Que se dit-elle, celle qui tâtonne, s’encourage en chemin et fait si fort songer à Ophélie, la déchirante fiancée d’Hamlet ? Elle dit le dénuement. La perfection du Monde. L’ivresse que lui inspire la luxuriance du Jardin. L’extase. L’indulgence railleuse pour les humaines Certitudes et pour leurs vanités. La Ronce qui la blesse. L’insidieux Hiatus. L’insupportable éloignement de Dieu. La soif de Dieu. Qu’il convient d’en-durer. De ne pas cesser d’espérer. Tout en disant encore la peur qu’inspire l’Ombre. L’amour impermanent, déçu, trahi. L’âpreté et l’attrait de la tombe. Elle dit qu’elle fut un jour reine. Que le bonheur est volatil. Un battement de cils, c’en est fini: l’immensité et les mains vides. Elle dit aussi que la douleur, peut-être, nous soutient davantage que grâce ou que joie.

Elle dit. Elle s’élance. Elle raille. Elle soupire. Elle est seule. Et son babil, et ses suppliques certifient que nous aussi sommes perdus.

Le «Ciel» – est ce que je ne peux atteindre ! /La Pomme sur l’Arbre – / Pourvu que sans espoir – elle pende – / Voilà – le «Ciel» – pour Moi ! / La Couleur, sur le Nuage Mouvant – / Le Pays interdit – / Derrière la Colline – la Maison derrière – / Là – se trouve – le Paradis ! / Ses Pourpres agaçants – au Soir – / Leurrent – les crédules – / Epris – du Prestidigitateur – / Qui nous repoussa – la Veille !

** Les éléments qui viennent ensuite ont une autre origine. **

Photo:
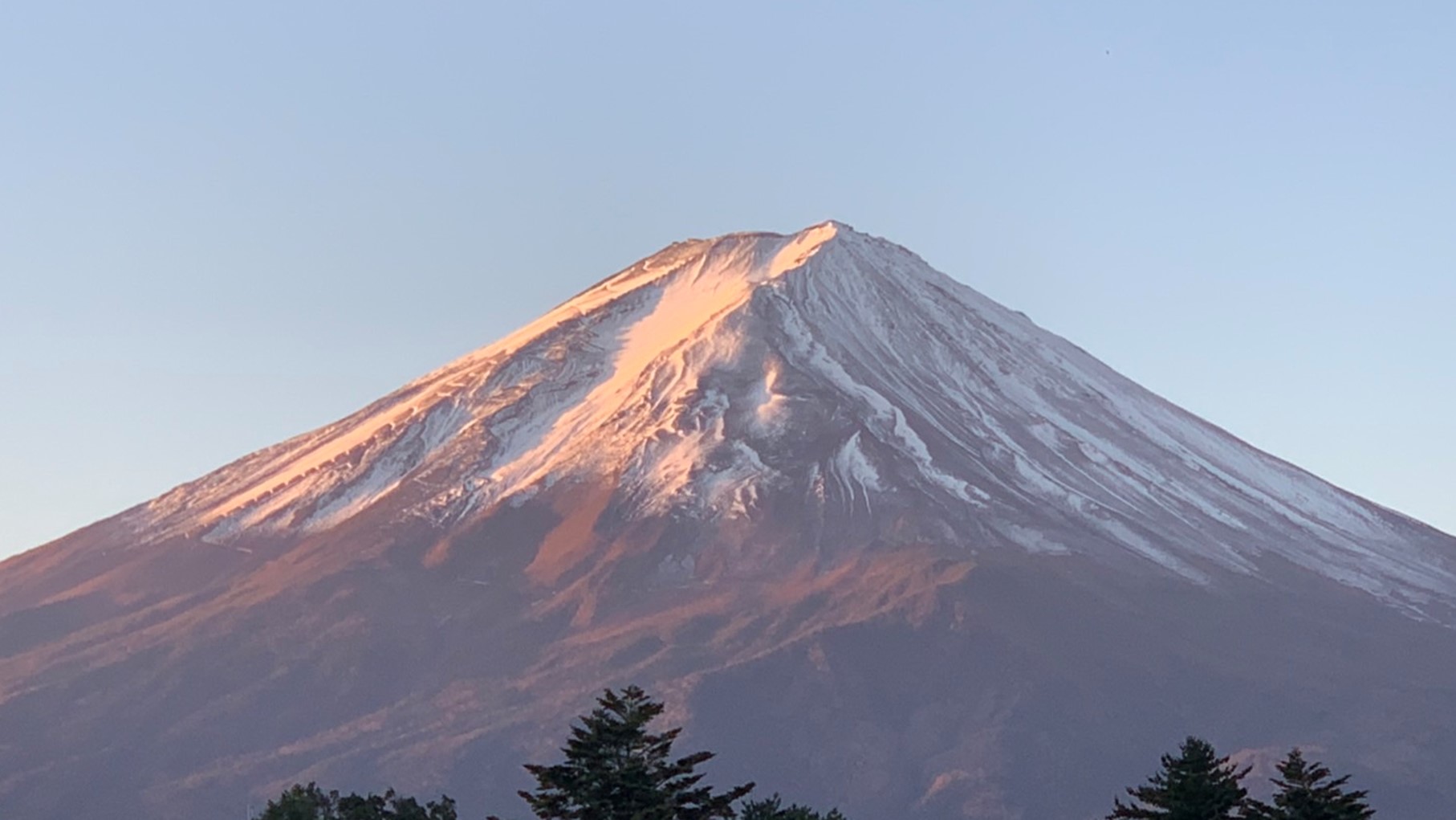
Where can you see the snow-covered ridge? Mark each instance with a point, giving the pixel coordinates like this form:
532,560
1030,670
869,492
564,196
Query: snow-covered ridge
830,366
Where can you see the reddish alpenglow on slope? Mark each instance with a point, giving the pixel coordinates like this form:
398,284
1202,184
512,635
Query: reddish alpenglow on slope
855,519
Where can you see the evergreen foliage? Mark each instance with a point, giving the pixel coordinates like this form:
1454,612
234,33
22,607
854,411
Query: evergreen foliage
1308,791
774,809
312,803
616,769
1194,785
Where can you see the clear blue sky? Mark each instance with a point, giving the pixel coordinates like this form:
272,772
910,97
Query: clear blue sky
222,226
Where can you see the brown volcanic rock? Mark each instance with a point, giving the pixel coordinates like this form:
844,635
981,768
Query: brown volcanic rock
878,541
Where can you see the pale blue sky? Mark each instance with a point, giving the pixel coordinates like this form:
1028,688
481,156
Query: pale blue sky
222,227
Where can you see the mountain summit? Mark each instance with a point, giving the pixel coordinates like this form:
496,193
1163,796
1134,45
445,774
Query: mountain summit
851,516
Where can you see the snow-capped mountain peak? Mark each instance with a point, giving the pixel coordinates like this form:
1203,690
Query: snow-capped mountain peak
839,374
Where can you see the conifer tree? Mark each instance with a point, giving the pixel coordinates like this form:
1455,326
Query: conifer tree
1194,785
615,769
774,809
1307,791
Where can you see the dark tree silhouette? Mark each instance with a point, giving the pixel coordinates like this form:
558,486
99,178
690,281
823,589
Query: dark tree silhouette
1194,785
1308,791
616,769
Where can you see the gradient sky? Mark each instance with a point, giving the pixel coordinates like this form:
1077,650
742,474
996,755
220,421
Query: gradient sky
220,227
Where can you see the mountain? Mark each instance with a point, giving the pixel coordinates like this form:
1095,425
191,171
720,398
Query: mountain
876,539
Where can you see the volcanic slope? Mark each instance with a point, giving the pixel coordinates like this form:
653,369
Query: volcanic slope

Ermite en son jardin, ne quittant plus la demeure familiale, tendre et rebelle surgeon d’un clan de puritains que seule inspire la Bible, Emily sait tout de la perfection du monde et de sa cruauté. Econduite par les hommes – in-consistants ou mufles – qu’elle aima démesurément, elle parle à Dieu qui ne lui répond pas.

Si je suis perdue – / Alors qu’on m’a trouvée – / Ma joie n’en sera pas moins – / Qu’un jour – devant moi – ces portes de Jaspe / en flamboyant – se sont ouvertes – / Que les Anges ont – épié doucement – / Mon visage – contraint – étonné – / Qu’ils m’ont caressée de leur plumage / Presque comme s’ils m’aimaient – / Je suis bannie – maintenant – tu le sais – / Pareil exil – vous le / Connaîtrez – Monsieur – quand le Sauveur / De vous – détournera son visage.

Ample brassée de suppliques et de soliloques, Une Âme en incandescence est un présent comme l’édition française en fait très rarement. Toutes les promesses du monde y resplendissent encore – dans une lumière de crépuscule. Mais déjà… la nuit.

J. S.

Emily Dickinson (1830-1886), Une Ame en incandescence. José Corti, 1998. Poèmes traduits et présentés par Claire Malroux. Signalons aussi Autoportrait au Roitelet, un ensemble de lettres que Patrick Reumaux traduisit pour les Editions Hatier en 1990.